In the recent decision of Porirua City Council v Ellis [2017] NZHC 784, the High Court upheld the Environment Court's decision on appeal in relation to the fixing of additional changes under section 36 of the RMA. The Environment Court's decision reduced the costs payable for the processing of the appellant's resource consent charged by the Council by $27,891.89 (approximately 35%).

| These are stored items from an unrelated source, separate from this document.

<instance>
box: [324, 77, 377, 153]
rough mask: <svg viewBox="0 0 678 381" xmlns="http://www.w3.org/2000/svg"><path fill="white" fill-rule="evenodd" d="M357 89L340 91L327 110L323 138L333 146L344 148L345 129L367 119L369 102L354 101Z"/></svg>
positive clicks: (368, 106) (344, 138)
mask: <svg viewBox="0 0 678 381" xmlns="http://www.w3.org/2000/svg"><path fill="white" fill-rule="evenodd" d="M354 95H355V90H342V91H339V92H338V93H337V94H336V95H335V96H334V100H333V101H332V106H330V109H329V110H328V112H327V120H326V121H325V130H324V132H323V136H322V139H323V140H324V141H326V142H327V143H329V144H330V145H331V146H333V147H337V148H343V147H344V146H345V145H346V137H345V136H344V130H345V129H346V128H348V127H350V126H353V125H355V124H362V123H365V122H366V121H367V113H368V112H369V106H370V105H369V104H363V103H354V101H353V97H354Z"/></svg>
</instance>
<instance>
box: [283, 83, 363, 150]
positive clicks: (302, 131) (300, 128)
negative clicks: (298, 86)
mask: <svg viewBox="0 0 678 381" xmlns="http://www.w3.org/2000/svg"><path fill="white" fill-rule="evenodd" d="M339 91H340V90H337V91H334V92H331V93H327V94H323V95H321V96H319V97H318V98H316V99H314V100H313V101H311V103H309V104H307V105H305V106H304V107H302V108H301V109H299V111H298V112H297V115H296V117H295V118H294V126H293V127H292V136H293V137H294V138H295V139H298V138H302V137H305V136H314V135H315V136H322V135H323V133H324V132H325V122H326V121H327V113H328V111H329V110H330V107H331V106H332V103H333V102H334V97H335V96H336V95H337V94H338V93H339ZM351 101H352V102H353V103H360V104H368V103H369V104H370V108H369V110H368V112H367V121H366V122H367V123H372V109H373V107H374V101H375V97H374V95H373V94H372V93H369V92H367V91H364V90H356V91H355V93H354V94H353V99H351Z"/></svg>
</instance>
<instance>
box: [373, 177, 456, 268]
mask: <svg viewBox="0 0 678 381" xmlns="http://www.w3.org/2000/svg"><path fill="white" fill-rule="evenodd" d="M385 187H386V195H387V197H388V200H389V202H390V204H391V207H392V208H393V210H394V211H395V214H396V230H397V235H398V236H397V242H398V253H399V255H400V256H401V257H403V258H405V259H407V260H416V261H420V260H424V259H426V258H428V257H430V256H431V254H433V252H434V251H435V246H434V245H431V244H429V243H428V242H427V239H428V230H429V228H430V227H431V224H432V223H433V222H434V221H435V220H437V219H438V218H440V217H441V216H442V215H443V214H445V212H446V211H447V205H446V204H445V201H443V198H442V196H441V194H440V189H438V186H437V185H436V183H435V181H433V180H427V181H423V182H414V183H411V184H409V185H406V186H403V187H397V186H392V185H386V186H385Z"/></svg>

This was only the second time that the issue of setting additional changes under section 36 of the RMA has been considered by the High Court.

The High Court followed the established legal steps for fixing additional charges under section 36(4) of the RMA, as confirmed by the High Court previously in Hill Country Corp Ltd v Hastings District Council [2010] NZRMA 539. The Council alleged that the Environment Court had relied on irrelevant considerations, made factual positive finding which were not available on the evidence, and failed to properly consider and apply the statutory power of Councils to recover their actual and reasonable costs, which was not accepted by the High Court.

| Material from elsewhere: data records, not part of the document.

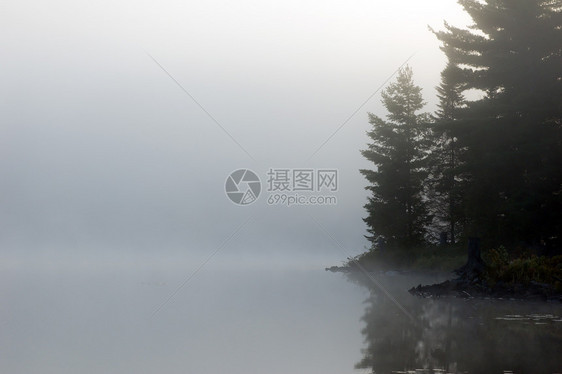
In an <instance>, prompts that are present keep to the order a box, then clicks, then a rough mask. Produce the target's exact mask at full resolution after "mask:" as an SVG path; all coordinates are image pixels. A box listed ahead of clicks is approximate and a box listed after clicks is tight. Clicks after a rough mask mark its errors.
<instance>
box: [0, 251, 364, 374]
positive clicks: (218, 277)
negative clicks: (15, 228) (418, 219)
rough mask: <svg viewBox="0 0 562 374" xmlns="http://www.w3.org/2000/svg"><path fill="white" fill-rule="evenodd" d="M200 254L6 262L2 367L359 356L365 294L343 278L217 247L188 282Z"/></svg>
mask: <svg viewBox="0 0 562 374" xmlns="http://www.w3.org/2000/svg"><path fill="white" fill-rule="evenodd" d="M100 257H102V256H98V258H100ZM162 257H166V255H165V254H164V255H163V256H162ZM201 263H202V261H201V259H199V258H193V259H189V258H187V257H185V256H183V257H182V256H177V255H170V256H168V261H162V260H161V261H156V260H155V259H154V258H153V259H152V260H151V259H149V258H146V259H144V260H138V259H136V260H135V259H134V258H133V257H129V258H124V259H123V261H121V262H119V263H116V262H113V263H112V262H111V261H99V260H98V261H97V262H96V261H92V262H90V263H84V262H82V263H80V262H79V261H77V262H75V263H72V262H69V261H67V262H66V263H62V262H59V263H57V262H56V261H53V262H52V263H51V264H50V265H46V264H45V261H42V262H41V263H40V264H39V263H36V264H33V263H29V266H28V267H25V266H11V267H10V266H6V265H5V264H4V265H3V266H2V272H1V273H0V274H1V275H0V296H1V297H2V300H3V302H2V306H1V308H0V316H1V320H2V325H1V327H0V329H1V331H2V333H1V335H0V347H1V350H2V360H1V363H0V370H1V371H2V372H7V373H8V372H9V373H39V372H41V373H77V372H79V373H100V372H110V373H130V372H136V373H186V372H192V373H217V372H230V373H263V372H271V373H287V372H309V373H311V372H323V373H341V372H349V371H350V370H351V368H352V367H353V364H354V363H355V361H357V360H358V359H359V357H360V346H361V336H360V331H359V329H358V323H359V318H360V316H361V312H362V308H363V306H362V304H361V302H362V300H363V299H364V298H365V295H366V292H365V291H364V290H363V289H361V288H359V286H356V285H354V284H351V283H349V282H346V281H345V280H344V278H343V277H342V276H341V275H334V274H332V273H327V272H325V271H324V270H323V269H322V268H318V267H312V266H311V262H310V261H308V262H307V261H303V262H301V263H297V262H293V263H290V262H289V261H287V262H285V263H281V262H276V263H272V262H270V263H269V264H267V263H266V262H265V261H264V262H262V263H260V264H259V266H258V265H256V264H255V263H253V264H252V263H249V262H245V261H243V260H242V261H233V260H232V259H225V258H224V257H223V258H222V259H221V258H220V256H219V255H217V258H215V259H214V260H213V261H210V262H209V263H208V264H207V265H206V266H205V267H204V268H202V269H201V270H200V271H199V272H198V273H197V274H196V275H195V276H194V277H193V278H191V279H190V280H189V281H187V283H186V280H187V279H188V278H189V277H190V275H191V274H192V273H193V272H194V271H195V270H197V268H199V266H200V265H201ZM182 285H183V287H181V288H180V286H182Z"/></svg>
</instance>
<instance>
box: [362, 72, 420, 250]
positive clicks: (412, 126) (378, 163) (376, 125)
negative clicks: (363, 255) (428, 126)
mask: <svg viewBox="0 0 562 374" xmlns="http://www.w3.org/2000/svg"><path fill="white" fill-rule="evenodd" d="M381 96H382V103H383V104H384V106H385V107H386V109H387V111H388V114H387V116H386V120H383V119H382V118H380V117H378V116H376V115H374V114H371V113H369V122H370V123H371V124H372V125H373V127H372V129H371V130H370V131H369V132H368V133H367V134H368V136H369V137H370V138H371V140H372V142H371V143H370V144H369V145H368V148H367V149H366V150H363V151H361V154H362V155H363V156H364V157H365V158H367V159H368V160H369V161H371V162H373V164H374V166H375V167H376V168H375V170H361V173H362V174H363V175H364V176H365V178H366V179H367V181H368V182H369V183H370V184H369V185H368V186H367V187H366V189H367V190H369V191H371V196H370V197H369V198H368V202H367V204H366V205H365V209H366V210H367V213H368V216H367V217H366V218H364V221H365V223H366V224H367V226H368V232H369V235H368V236H367V238H368V239H369V240H371V241H372V242H373V243H377V242H378V241H379V240H380V239H383V240H384V241H386V242H387V243H388V245H389V246H413V245H418V244H420V243H422V242H423V241H424V238H425V233H426V224H427V223H428V221H429V217H428V213H427V207H426V205H427V203H426V201H425V200H424V197H423V181H424V179H425V178H426V176H427V170H426V163H427V144H426V141H425V137H424V135H425V133H426V132H427V121H428V116H427V115H425V114H418V111H420V110H421V109H422V108H423V106H424V102H423V98H422V95H421V88H420V87H418V86H416V85H415V84H414V82H413V80H412V70H411V69H410V68H409V67H405V68H403V69H401V70H400V71H399V73H398V77H397V79H396V81H395V82H393V83H391V84H390V85H389V86H388V87H387V88H386V89H385V90H384V91H383V93H382V95H381Z"/></svg>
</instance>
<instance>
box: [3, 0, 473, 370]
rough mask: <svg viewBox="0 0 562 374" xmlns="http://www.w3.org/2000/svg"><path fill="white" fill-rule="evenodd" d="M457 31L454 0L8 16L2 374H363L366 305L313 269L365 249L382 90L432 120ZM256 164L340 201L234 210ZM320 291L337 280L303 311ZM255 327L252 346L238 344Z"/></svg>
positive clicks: (87, 3) (287, 2)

The High Court emphasised that the key to fixing changes under section 36(4) was that they amount to reasonable costs incurred in processing - not only actual costs. This included consideration of the following matters (in the circumstances of that case):

  • The reasonableness of applying a professional planners hourly charge out rate, rather than a lesser rate for tasks of an administrative nature (even where the charge out rate was set by the Council's Fees Schedule).

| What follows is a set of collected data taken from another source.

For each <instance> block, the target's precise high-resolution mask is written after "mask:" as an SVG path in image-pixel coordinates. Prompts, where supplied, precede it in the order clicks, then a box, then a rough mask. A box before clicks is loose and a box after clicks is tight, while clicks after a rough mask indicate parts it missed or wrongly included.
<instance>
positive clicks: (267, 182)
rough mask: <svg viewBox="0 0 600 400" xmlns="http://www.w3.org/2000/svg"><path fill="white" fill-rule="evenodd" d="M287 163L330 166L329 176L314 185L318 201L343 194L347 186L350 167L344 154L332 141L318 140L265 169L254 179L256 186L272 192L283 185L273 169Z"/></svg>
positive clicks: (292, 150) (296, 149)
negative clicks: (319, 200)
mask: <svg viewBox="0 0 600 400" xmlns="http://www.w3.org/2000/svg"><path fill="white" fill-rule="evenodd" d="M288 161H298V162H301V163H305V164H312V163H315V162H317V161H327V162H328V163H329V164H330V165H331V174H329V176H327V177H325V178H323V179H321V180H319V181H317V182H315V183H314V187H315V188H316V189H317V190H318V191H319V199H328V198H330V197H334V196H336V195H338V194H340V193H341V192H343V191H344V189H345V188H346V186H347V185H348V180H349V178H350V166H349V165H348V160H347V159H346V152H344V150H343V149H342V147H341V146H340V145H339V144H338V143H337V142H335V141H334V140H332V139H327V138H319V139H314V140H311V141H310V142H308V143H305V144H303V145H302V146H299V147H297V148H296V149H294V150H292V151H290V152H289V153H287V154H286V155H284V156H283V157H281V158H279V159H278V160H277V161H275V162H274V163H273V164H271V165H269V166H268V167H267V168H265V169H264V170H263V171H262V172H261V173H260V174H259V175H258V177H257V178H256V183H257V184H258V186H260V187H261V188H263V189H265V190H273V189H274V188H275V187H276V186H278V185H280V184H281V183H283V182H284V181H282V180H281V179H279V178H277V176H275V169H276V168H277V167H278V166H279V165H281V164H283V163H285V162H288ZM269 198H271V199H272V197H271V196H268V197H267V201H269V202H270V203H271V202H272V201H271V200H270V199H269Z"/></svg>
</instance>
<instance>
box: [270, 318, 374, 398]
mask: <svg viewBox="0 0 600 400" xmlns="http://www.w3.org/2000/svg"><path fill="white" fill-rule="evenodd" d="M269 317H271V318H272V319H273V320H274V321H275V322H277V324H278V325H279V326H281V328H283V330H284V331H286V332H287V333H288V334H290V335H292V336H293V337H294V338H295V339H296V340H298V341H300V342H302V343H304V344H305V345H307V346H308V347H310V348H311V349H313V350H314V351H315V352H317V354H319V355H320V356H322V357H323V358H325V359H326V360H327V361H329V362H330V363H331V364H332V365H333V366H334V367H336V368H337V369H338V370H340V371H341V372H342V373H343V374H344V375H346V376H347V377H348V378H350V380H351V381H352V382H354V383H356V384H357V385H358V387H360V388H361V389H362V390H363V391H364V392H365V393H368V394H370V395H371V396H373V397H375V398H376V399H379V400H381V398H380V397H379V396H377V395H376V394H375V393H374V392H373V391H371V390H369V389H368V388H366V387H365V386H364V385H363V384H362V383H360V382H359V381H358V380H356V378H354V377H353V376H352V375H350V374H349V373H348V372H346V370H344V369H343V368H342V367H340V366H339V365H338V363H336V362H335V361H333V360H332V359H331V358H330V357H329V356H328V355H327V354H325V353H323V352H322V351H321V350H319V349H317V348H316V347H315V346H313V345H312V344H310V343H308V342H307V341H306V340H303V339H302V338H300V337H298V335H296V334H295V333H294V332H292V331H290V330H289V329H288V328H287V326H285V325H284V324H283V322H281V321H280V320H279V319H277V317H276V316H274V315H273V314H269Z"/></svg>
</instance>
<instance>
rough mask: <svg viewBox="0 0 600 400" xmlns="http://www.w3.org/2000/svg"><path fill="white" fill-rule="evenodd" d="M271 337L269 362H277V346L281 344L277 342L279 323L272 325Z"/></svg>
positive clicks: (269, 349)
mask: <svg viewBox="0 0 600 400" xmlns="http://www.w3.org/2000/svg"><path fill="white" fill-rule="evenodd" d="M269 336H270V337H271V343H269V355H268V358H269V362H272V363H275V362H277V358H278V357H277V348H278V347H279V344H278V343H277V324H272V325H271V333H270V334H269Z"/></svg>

  • The time spent on writing the section 42A report, including the analysis of submissions and conducting site visits, which the Court considered in this case was too high.
  • The cost of Council's external experts costs (which was too high) with comparative reference to the costs of the applicant's experts.
  • The Commissioner's costs, considering the length of the hearing (two and a half days), which were too high and unreasonable.
  • Whether the Council has reviewed the charges and considered whether on the whole they are reasonable or whether some portion of the charge should be remitted under section 36(5).
  • The level of costs was not commensurate with the scale and effects of the proposal.The Court considered that "The Council must ensure that the costs are reasonable and reflect a commensurate fee for the size and extent of the benefit obtained by the applicant".
  • Communication with the applicant could be relevant. The Court considered that it would have been fair for the Council to have alerted and kept the applicant up to date at major steps in the resource consent process as to the actual costs as well as providing an estimate of future costs.

All of these factors might be relevant for a Council to consider when fixing additional charges, depending on the facts of the case, with the key emphasis being that the Council's charges must be reasonable in the context of each case.